The Microbead-Free Waters Act, passed by Congress, phases out the manufacture of face wash, toothpaste, and shampoo
containing plastic microbeads by July 1, 2017 and the sale of such beauty
products by July 1, 2018.
Scientists estimate that the ocean contains 5.25 trillion pieces of plastic debris. While just 269,000 tons of that floats on the surface, roughly four billion plastic microfibers per square kilometer clutter underwater ecosystems.
Given
those numbers, Steven Cohen, executive director of Columbia University's Earth
Institute, on Monday noted that "microbeads are only a small part of the
much larger problem of marine debris."
However,
Cohen says that the ban is a step towards addressing the larger issue of
manufacturers introducing products to market (such as face washes with
supposedly biodegradable plastic "scrubbers") without testing their
impact on the environment.
He
continues:
While
policy attention is focused on large, world-scale issues such as climate
change, the planet continues to die the death of a thousand cuts.
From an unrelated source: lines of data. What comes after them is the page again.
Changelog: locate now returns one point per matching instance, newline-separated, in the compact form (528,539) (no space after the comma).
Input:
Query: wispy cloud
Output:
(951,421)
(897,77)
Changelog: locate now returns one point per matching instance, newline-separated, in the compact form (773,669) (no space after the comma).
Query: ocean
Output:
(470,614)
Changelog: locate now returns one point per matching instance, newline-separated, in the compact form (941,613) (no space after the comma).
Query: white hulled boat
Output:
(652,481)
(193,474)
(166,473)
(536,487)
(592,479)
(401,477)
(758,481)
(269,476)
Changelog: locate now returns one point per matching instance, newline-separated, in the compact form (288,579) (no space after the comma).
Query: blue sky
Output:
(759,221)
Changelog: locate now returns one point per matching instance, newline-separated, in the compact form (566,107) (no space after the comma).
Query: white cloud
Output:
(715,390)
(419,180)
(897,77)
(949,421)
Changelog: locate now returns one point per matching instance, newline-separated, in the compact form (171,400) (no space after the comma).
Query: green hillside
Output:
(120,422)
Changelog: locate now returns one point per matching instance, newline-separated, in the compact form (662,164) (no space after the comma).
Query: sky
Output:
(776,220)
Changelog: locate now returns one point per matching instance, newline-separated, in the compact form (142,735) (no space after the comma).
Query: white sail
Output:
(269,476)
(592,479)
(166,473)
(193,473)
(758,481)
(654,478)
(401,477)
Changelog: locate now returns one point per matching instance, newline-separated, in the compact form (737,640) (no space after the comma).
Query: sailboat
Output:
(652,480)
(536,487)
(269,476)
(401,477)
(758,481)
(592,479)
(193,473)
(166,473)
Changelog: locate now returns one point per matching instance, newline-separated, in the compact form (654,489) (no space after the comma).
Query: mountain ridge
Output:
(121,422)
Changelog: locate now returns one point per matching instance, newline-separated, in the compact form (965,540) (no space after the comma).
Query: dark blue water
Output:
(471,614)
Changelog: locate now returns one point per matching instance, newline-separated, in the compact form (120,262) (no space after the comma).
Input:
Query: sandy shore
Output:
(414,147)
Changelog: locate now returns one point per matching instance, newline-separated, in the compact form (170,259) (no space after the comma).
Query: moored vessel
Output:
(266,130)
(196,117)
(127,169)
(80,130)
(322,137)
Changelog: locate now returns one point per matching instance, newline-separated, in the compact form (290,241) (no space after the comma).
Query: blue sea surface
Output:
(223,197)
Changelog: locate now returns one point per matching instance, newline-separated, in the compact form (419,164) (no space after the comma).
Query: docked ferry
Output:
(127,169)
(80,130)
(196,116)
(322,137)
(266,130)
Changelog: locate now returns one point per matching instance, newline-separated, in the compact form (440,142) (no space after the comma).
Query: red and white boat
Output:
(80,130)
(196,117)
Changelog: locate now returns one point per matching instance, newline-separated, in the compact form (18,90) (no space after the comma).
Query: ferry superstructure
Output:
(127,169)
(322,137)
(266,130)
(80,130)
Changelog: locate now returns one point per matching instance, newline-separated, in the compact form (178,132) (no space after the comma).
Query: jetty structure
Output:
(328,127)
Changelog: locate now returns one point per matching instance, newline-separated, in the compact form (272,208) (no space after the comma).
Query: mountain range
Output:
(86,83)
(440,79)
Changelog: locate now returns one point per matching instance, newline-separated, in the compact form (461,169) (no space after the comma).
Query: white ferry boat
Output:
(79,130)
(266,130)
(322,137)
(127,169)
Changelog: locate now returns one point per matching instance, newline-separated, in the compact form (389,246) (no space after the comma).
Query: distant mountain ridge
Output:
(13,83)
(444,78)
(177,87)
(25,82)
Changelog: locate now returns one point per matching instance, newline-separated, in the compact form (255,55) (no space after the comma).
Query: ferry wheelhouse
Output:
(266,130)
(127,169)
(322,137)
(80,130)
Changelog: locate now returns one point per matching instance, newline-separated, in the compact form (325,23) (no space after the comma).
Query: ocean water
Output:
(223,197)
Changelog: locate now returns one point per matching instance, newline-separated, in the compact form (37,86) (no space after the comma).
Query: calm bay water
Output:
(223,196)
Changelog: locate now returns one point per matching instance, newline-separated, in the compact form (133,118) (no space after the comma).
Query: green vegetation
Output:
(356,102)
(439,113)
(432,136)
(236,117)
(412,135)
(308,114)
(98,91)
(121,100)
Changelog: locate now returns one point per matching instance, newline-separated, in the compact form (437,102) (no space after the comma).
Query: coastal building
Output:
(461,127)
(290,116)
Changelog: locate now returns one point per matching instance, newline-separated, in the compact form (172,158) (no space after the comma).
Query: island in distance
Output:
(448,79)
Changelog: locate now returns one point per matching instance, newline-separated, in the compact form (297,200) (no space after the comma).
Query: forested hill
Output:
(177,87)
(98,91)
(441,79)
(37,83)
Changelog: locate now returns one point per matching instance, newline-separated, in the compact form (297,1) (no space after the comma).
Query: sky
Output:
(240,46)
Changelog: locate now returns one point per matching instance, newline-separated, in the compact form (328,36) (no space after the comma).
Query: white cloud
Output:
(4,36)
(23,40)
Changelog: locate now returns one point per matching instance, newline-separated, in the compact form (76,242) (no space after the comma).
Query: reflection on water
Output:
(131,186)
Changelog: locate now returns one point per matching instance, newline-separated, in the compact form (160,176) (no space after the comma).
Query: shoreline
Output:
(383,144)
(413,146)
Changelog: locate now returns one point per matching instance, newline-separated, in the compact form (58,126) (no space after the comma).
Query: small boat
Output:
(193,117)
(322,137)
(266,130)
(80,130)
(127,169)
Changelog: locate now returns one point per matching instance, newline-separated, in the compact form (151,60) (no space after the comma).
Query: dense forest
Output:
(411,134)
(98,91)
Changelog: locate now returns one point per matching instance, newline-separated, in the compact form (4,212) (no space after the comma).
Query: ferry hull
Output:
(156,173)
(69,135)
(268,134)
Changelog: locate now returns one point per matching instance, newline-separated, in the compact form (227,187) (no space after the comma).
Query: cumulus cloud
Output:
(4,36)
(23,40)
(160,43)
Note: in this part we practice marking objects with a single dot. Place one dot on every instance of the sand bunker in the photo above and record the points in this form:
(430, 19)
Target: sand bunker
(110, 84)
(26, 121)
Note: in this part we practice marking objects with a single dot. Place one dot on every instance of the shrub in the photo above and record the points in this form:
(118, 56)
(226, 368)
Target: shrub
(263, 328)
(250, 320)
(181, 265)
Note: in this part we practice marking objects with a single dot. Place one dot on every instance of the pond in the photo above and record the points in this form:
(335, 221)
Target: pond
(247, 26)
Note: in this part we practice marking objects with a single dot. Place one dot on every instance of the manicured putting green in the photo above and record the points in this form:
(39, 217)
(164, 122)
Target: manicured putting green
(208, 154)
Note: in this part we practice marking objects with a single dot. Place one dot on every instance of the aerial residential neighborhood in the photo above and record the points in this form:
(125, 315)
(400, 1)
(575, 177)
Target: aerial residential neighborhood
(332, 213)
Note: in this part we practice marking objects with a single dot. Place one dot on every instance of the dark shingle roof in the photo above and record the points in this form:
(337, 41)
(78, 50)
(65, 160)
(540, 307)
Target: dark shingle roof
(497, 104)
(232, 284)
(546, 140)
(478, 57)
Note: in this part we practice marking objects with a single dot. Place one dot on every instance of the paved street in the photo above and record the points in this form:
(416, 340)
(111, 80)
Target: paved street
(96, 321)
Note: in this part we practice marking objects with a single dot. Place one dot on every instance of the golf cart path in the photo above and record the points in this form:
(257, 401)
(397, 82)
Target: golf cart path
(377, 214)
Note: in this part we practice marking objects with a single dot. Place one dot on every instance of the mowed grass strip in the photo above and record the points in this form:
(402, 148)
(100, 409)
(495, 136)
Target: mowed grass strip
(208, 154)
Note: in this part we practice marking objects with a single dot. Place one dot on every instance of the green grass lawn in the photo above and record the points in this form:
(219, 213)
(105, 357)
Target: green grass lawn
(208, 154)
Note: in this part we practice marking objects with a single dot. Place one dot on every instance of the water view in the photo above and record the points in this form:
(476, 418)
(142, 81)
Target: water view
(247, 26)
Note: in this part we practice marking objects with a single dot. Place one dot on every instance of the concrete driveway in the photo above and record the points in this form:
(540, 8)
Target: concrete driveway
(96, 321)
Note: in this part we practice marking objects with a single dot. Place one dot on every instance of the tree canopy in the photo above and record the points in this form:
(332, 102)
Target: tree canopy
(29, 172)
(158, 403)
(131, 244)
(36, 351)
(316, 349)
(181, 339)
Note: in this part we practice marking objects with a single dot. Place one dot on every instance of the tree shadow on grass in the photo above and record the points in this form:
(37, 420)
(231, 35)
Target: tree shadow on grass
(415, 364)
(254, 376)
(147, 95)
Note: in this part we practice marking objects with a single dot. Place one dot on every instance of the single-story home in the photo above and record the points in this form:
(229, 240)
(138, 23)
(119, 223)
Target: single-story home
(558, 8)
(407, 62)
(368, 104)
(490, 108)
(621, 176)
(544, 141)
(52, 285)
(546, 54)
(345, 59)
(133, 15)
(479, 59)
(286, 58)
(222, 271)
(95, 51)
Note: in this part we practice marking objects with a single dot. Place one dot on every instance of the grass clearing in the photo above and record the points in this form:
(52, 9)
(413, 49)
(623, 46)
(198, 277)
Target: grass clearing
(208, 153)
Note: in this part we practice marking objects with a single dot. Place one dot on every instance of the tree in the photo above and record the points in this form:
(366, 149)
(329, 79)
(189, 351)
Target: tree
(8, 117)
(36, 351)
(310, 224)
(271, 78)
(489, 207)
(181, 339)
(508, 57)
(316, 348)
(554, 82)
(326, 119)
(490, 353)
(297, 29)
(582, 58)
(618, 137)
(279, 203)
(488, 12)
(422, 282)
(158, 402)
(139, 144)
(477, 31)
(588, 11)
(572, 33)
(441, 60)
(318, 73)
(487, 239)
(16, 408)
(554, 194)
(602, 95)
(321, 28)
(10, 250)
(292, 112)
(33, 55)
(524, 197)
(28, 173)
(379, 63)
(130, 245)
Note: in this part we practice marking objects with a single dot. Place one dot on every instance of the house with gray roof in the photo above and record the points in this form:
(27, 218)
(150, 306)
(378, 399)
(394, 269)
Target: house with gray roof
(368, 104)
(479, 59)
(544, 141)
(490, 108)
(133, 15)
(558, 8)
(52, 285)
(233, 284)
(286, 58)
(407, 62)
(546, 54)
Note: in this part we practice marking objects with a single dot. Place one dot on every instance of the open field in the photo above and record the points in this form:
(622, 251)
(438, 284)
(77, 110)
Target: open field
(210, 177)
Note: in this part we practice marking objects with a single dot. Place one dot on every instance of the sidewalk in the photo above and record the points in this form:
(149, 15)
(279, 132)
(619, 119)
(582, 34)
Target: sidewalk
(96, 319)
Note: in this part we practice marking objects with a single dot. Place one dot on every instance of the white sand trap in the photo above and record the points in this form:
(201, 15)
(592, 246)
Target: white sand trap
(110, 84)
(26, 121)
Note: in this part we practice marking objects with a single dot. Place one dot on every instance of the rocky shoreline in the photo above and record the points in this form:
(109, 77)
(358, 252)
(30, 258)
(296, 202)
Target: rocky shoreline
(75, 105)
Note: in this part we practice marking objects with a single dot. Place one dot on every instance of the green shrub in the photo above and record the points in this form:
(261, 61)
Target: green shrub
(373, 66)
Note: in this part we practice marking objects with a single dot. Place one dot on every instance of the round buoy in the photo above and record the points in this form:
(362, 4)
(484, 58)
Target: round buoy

We ignore the
day-to-day destruction that derives from an economic paradigm that has not yet
internalized the need to assess the environmental impacts of new technologies
and products.
It is clear that the hunger for economic growth and wealth pushes
business and governments to ignore environmental impacts that are considered an
inevitable byproduct of development. But this fails to account for the costs
that will inevitably be borne when the damage must be cleaned up.
A more
careful production process with pollution control technologies may cost more in
the short run, but it saves money in the long run.
"In
a more crowded world with more and more technology being developed that can
damage living fauna, flora and beings, we need to understand the full impact of
the new technologies we are developing,"
Cohen writes. "This requires
a deeper understanding of earth systems science and a deeper understanding of
the main and side effects of all new technologies."